Two, there is a hike in the price of flour. Foreigners still manipulate the market in Nigeria and increase prices at will. The implication is that the hike will definitely affect the prices of products sourced from flour. Hasn’t the price of semolina, paste and wheat offal shot up?
The foreigners’ industries have incomparable production capacity. This threatens local industries as many are out of market.
Third, farmers are left at the mercy of fertilizer scarcity and hike. The bag of 50kg NPK that was formerly sold at N5,000 is now sold at N7,900 to N13,000. The increase is by 70%. Is this practicable in other climes where machineries are always on alert to regulate the market?
The saddest part of this mire Nigerians have found themselves in is that the Federal Competition and Consumer Protection Commission (FCCPC) is aware of the “price range” not only in flour but other commodities, so the management said. (read a report by the Daily Trust entitled Foreigners manipulate flour market in Nigeria, published August 31, 2020).
Perhaps it is strategizing. Isn’t it another brinkmanship stunt? Rimin Gado is the only way to go. And the Nigerian Government should employ the strategy.
Bullies understand only the language of resistance. They fear that person who stands his ground and says no to their excesses.
What the government needs is a Johnny-on- the-spot ready to work within the law and address the issue. This may not be a one-off thing; but it will surely bring succor to the masses.
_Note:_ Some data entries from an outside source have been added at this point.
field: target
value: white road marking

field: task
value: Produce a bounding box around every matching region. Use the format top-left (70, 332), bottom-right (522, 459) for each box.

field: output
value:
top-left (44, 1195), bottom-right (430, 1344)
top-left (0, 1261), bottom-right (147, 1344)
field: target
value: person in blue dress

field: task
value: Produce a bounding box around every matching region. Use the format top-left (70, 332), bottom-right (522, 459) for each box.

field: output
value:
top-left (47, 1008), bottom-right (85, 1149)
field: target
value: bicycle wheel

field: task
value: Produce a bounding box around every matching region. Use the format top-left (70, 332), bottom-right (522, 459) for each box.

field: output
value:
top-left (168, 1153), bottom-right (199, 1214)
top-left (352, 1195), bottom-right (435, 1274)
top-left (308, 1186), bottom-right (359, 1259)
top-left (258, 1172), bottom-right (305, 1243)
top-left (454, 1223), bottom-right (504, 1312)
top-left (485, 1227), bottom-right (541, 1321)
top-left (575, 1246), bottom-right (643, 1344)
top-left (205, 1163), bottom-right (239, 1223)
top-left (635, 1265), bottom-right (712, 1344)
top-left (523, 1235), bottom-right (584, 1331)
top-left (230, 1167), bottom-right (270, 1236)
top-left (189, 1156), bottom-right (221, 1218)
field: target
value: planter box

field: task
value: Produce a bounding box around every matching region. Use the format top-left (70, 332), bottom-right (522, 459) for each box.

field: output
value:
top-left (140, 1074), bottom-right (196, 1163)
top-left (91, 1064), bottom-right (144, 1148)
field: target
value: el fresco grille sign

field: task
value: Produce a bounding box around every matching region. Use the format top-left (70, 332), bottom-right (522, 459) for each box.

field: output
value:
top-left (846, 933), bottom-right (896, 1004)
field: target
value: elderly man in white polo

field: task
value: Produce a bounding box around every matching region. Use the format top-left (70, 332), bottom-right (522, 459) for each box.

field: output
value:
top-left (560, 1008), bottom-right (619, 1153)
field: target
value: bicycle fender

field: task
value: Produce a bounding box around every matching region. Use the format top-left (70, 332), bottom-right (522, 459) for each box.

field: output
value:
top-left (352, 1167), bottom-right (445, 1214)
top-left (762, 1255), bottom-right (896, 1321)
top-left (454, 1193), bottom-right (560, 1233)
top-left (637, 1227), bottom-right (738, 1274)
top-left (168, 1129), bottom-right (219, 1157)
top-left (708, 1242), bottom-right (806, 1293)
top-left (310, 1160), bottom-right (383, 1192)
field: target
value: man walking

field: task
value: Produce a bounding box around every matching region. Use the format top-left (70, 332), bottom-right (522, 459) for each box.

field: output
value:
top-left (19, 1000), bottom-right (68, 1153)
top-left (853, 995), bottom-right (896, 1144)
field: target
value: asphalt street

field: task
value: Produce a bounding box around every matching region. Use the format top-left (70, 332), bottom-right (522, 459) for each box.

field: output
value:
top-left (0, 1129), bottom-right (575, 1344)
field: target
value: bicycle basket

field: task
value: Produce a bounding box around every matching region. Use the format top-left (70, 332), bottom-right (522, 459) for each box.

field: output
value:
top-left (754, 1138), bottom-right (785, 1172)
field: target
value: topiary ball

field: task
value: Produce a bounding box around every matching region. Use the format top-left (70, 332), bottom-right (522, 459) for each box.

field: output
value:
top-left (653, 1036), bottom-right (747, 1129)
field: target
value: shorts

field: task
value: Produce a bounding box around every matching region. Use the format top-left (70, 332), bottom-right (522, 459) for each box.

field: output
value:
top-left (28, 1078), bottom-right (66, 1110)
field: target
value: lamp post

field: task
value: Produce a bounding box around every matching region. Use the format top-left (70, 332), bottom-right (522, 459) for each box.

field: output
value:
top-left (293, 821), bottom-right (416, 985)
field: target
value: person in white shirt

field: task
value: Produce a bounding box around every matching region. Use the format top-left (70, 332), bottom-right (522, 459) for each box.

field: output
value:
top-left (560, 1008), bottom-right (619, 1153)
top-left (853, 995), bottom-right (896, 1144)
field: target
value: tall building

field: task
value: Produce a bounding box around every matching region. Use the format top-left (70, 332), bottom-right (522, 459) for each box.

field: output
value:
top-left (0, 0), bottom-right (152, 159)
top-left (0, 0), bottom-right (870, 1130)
Example of Muhuyi Magaji Rimin Gado!
When Kano State found itself in the jaw of stinging food commodity price hike during the Covid-19, lockdown, Governor Abdullahi Umar Ganduje directed the no-nonsense chairman of the state anti-graft commission to swing into action. The price of food commodities then had soared by 100%. The governor’s concern was that if the situation was left unrestrained it would turn into a permanent scenario.
Immediately Muhuyi Magaji Rimin Gado jumped into action. There was he oscillating from one market, supermarket, warehouses to another. The commission had received a series of complaints on unnecessary hike of commodity prices by retailers.
He met with market leaders and associations, dealers, supermarket owners and the Rice Processors Association (RIPAN).
An investigation was instantly launched by the agency. Hours later there were warehouses where essential commodities were being hoarded sealed and some items confiscated. In no time the marketers were dismounting their bully horse.
Sugar that was sold at N26,000 before the commission’s intervention reverted to its former price of N16,000 per bag and even the made-in-Nigeria rice that had reached up to N26,000 was reduced to N16,000.
I have learnt that farmers and the masses are blaming the federal government and the government on its part is blaming other forces for the hike. Enough of passing the buck! Let the government take responsibility, take its cue from the Government of Kano State and mould its own Muhuyi Magaji to save Nigerians. And the time is now.